What should the bounds of integration be for calculating the marginal distribution function from a joint distribution function?

Question

I calculated $c=\dfrac{1}{8}$. To find $f_y(y)$, I integrated $f(x,y)$ from $-y$ to $y$. What should the bounds be to find $f_x(x)$?

I'm confused because x depends on y. Should the bounds just be $x$ to $\infty$?

Answer 1

A figure indicating the range of $(X, Y)$ often helps to determine the integral bounds and solve problems like this.

In this problem, the range of $(X, Y)$ is given by $$-y \leq x \leq y, \ 0 < y < \infty,$$ which corresponds to the highlighted area (in light blue).

As such, the marginal density of $Y$ is given by $$f_Y(y) = \int_{-y}^y f(x,y) dx = \int_{-y}^y c(y^2 - x^2)e^{-y} dx;$$ and the marginal density of $X$ is given by $$f_X(x) = \begin{cases}\int_x^\infty f(x,y) dy = \int_x^\infty c(y^2 - x^2)e^{-y} dy & \text{for } x \geq 0;\\ \int_{-x}^\infty f(x,y) dy = \int_{-x}^\infty c(y^2 - x^2)e^{-y} dy & \text{for } x < 0.\end{cases}$$ Remark 1: The integral bounds to get $f_X(x)$ depend on the value of $x$ (being positive or negative), which can be illustrated straightforwardly from the figure.

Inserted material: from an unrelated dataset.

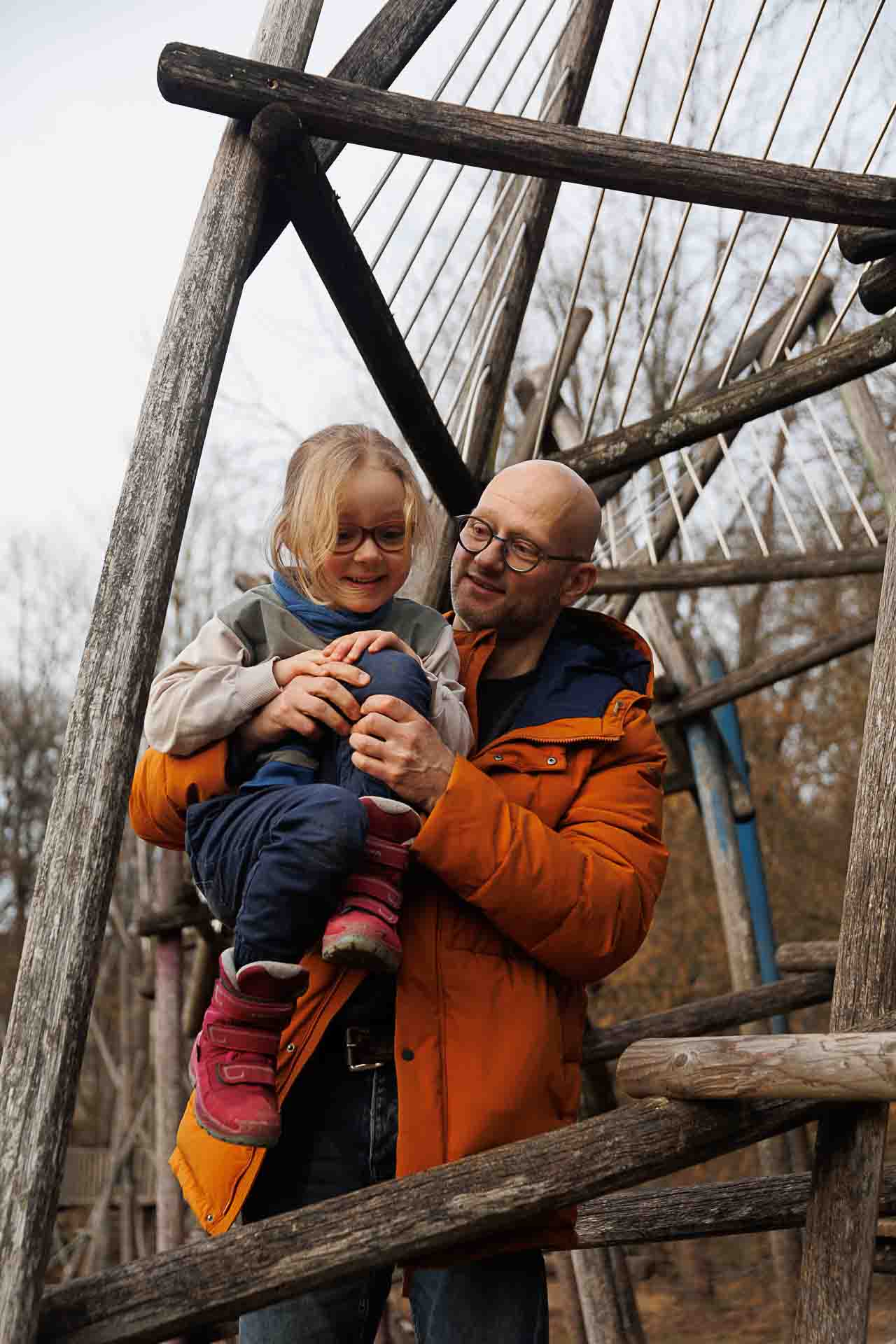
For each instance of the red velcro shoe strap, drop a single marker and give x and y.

Remark 2: One may notice that the resulting $f_X(x)$ could also be summarized into a "one-liner" formula, given by $$f_X(x) = \int_{\left|x\right|}^\infty f(x,y) dy = \int_{\left|x\right|}^\infty c(y^2 - x^2)e^{-y} dy \quad \text{for } x \in \mathbb{R}.$$ These integral bounds are implied by the fact that $$-y \leq x \leq y \Longleftrightarrow y \geq x \text{ and } y \geq -x \Longleftrightarrow y \geq \left|x\right|.$$ The resulting $f_X(x)$ would then be a function of $\left|x\right|$.